Я искренне верю, что, несмотря на то, что мне приходится завидовать другим довольно часто (а кому не приходится?), эта зависть не разъедает душу и не портит жизнь. Ни мне, ни тем, кто у меня эту зависть вызывает. Я могу говорить вслух о своей зависти и могу над нею смеяться. Это очень правильно – смеяться над собственной завистью. И над другими пороками тоже. Но только над своими.
Потому что если к зависти относиться всерьез, холить ее и лелеять, она непременно вырастет до гигантских размеров, и вас же первого потом и съест изнутри. И что-нибудь сделать с ней, такой разросшейся, будет уже достаточно трудно. Большая, черная, раскормленная зависть практически не поддается уничтожению. У нее, как у лернейской гидры, отрастают все новые и новые головы, а те, что вам, казалось бы, удалось оторвать, валяются тут же и капают вам в кровь смертельным ядом. И не надо думать, что, раз это происходит у вас внутри, этого никто не замечает. Еще как!
Лучший способ борьбы с завистью (кроме смеха) – это ее признание. Да-да, вот так и сказать – себе, а можно и всем другим тоже: «Я страшно завидую Васе! Потому что у него то-то и то-то, такое прекрасное, а у меня нету. Я тоже хочу!» И это сразу – немедленно – переведет вашу зависть в разряд конструктивных, а конструктивность – это совсем другая категория ощущений, и из нее может много чего полезного получиться. Ну и, как минимум, ваше признание будет приятно Васе.

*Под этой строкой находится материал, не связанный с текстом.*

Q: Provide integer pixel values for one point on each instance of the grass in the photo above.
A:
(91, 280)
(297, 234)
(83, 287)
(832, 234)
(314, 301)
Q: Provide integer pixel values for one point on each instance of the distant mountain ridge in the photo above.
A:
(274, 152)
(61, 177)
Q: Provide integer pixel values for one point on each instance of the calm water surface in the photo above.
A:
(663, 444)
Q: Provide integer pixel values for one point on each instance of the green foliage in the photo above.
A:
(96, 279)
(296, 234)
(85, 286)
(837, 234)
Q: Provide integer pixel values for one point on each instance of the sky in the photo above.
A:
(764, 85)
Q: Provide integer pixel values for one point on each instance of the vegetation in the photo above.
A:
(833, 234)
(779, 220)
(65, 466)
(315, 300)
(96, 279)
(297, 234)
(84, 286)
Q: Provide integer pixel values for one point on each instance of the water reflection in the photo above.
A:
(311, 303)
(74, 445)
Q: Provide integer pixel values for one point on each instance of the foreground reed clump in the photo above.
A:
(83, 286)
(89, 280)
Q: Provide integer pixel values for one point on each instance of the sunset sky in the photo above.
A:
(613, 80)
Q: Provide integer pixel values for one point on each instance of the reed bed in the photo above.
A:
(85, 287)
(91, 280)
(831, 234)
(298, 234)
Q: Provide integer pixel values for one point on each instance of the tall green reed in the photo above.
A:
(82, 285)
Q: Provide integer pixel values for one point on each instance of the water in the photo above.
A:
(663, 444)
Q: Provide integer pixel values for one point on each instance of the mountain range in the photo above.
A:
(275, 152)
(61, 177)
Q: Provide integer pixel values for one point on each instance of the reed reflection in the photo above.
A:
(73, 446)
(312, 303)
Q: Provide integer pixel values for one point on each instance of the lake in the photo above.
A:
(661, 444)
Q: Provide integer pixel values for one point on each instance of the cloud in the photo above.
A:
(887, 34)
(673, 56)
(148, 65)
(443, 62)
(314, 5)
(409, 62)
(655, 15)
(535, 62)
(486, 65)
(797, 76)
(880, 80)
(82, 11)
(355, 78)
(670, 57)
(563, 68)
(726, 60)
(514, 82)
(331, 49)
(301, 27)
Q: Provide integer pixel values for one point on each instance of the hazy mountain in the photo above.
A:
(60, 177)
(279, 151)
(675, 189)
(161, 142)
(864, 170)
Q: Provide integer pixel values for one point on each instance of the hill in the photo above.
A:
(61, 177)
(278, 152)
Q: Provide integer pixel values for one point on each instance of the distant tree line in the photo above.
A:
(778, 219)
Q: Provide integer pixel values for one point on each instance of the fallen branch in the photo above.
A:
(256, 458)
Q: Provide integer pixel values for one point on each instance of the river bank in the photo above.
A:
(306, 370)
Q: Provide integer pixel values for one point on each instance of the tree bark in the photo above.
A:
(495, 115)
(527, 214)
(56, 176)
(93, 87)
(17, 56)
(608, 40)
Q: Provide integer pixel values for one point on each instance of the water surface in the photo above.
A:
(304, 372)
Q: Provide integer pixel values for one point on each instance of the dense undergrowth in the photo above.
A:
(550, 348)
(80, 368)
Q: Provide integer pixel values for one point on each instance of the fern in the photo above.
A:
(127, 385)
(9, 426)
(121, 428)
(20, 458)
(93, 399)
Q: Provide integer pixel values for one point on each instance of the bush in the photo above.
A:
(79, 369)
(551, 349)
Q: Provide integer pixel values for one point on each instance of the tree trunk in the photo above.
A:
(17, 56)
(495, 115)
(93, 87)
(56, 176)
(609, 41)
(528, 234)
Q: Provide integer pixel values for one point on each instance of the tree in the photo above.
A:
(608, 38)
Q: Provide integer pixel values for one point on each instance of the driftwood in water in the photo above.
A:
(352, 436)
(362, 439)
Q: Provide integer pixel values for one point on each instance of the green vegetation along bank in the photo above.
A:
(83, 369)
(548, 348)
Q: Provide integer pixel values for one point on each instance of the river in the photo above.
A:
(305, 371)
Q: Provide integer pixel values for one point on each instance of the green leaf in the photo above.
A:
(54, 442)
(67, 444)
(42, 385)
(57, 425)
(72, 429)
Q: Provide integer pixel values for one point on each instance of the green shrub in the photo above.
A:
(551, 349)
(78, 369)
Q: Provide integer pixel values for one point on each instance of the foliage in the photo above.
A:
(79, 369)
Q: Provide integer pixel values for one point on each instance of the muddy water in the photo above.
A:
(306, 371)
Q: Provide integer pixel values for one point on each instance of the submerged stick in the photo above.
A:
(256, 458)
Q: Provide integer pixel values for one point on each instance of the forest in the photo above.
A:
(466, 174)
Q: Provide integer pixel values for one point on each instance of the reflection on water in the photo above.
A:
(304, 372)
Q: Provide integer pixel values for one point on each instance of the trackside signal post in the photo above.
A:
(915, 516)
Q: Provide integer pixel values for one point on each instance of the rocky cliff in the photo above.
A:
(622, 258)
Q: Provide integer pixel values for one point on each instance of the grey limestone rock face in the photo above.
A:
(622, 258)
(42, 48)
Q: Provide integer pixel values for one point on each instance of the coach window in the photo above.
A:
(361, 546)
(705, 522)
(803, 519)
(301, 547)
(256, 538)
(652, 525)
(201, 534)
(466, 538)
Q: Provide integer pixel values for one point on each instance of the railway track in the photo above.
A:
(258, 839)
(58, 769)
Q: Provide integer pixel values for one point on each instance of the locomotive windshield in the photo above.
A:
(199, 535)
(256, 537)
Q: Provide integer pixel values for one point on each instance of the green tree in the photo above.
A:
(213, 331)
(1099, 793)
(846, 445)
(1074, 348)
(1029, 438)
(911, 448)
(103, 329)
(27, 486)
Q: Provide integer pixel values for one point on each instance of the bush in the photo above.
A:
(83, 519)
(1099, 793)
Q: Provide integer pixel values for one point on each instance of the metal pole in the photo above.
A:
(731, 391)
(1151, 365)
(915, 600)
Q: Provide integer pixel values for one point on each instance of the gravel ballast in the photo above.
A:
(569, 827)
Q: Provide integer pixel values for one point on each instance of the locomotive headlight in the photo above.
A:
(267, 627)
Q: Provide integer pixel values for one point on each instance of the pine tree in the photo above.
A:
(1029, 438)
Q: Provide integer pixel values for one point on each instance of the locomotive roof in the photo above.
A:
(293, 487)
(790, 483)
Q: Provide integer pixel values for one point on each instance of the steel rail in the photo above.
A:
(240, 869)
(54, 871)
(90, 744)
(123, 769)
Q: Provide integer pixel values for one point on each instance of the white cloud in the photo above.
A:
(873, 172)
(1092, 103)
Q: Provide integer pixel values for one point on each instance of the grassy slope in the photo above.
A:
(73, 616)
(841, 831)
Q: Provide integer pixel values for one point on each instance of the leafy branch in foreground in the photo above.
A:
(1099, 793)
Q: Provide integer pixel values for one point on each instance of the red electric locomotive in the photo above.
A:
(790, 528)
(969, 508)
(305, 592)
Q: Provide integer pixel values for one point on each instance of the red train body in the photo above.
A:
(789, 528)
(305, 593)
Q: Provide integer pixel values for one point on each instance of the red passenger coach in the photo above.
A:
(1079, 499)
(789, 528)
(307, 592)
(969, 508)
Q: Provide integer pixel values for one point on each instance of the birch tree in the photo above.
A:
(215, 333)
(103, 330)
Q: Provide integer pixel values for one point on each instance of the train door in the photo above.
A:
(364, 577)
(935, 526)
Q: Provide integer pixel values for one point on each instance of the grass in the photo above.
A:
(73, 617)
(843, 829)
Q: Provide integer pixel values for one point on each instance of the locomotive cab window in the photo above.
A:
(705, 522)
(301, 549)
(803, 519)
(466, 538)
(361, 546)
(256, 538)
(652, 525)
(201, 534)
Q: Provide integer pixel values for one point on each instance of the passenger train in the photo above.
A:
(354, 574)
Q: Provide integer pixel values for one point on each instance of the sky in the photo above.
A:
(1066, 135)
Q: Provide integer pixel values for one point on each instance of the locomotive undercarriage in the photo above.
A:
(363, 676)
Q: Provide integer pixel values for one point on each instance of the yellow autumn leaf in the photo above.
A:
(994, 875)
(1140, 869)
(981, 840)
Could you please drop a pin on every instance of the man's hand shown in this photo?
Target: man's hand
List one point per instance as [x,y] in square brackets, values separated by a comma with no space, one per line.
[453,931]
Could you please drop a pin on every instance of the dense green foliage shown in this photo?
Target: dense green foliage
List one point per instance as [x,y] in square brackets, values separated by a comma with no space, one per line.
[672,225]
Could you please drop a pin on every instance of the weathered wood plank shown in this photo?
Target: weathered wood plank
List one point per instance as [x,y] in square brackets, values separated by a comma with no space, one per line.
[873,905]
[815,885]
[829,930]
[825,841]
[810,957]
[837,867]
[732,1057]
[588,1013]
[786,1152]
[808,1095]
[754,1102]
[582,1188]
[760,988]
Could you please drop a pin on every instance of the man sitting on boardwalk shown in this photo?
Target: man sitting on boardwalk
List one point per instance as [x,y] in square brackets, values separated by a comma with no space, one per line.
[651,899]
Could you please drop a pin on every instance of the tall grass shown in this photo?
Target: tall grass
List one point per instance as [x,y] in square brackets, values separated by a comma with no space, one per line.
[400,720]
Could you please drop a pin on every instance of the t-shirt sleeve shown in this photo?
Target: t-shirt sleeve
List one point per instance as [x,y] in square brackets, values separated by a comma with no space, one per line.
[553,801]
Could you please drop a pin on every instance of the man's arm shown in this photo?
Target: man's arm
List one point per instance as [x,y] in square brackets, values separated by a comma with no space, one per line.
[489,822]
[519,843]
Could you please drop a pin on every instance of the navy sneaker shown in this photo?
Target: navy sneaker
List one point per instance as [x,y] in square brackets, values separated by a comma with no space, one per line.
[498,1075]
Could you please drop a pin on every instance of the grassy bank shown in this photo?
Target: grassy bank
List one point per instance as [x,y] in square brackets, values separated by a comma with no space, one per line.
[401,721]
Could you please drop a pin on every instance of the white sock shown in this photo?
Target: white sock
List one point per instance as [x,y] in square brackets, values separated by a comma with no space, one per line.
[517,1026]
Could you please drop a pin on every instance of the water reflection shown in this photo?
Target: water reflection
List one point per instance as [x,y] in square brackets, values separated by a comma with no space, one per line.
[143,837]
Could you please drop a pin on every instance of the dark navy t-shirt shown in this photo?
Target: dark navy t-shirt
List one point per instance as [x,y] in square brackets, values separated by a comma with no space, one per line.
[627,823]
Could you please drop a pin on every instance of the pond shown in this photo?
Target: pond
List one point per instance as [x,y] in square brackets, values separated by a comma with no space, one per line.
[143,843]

Кстати, из собственно гидры тоже потом извлекли пользу. Стрелы, смазанные оставшимся от нее ядом, не выдыхались с годами и поражали всех врагов без исключения.
Она, конечно, встретилась с князем еще раз. И даже еще не раз, потому что рассказ о замечательной прабабке получился долгим, и первая встреча плавно перетекла во вторую, потом текст надо было править, и это тоже потребовало личного контакта, потом возникла нужда в еще каком-то дополнительном уточнении... Встречались они всякий раз все в том же кафе, где князь действительно оказался постоянным и любимым посетителем, так что им для бесед был даже выделен отдельный столик в тихом закутке. Сам же он был неизменно любезен, и мил, и вообще «приятен во всех отношениях», – так Ирина, пытаясь ерничать сама с собой, описывала после мужу своего собеседника; но, ерничай она или нет, князь действительно был ей приятен и интересен. Впрочем, впечатление, казалось, было взаимным, так что неудивительно, что поводы для встреч находились все легче, а разговоры часто и естественно выплескивались за рамки оговоренной темы, охватывая самые разные направления. При этом Ирина каждый раз удивлялась, насколько легко и точно этот, в сущности, малознакомый мужчина понимает и улавливает самые тонкие оттенки ее мысли. Даже в случаях, когда князь по какому-либо поводу не соглашался с ней, и они спорили – такое бывало, хотя и нечасто, – он, тем не менее, слышал и воспринимал именно то, что говорила она, не передергивая и не разворачивая сказанное в свою пользу, чем, как правило, грешит в запале спора (да и не только в нем) большинство мужчин, для которых даже маленькая победа здесь и сейчас важнее всего того, что случится потом.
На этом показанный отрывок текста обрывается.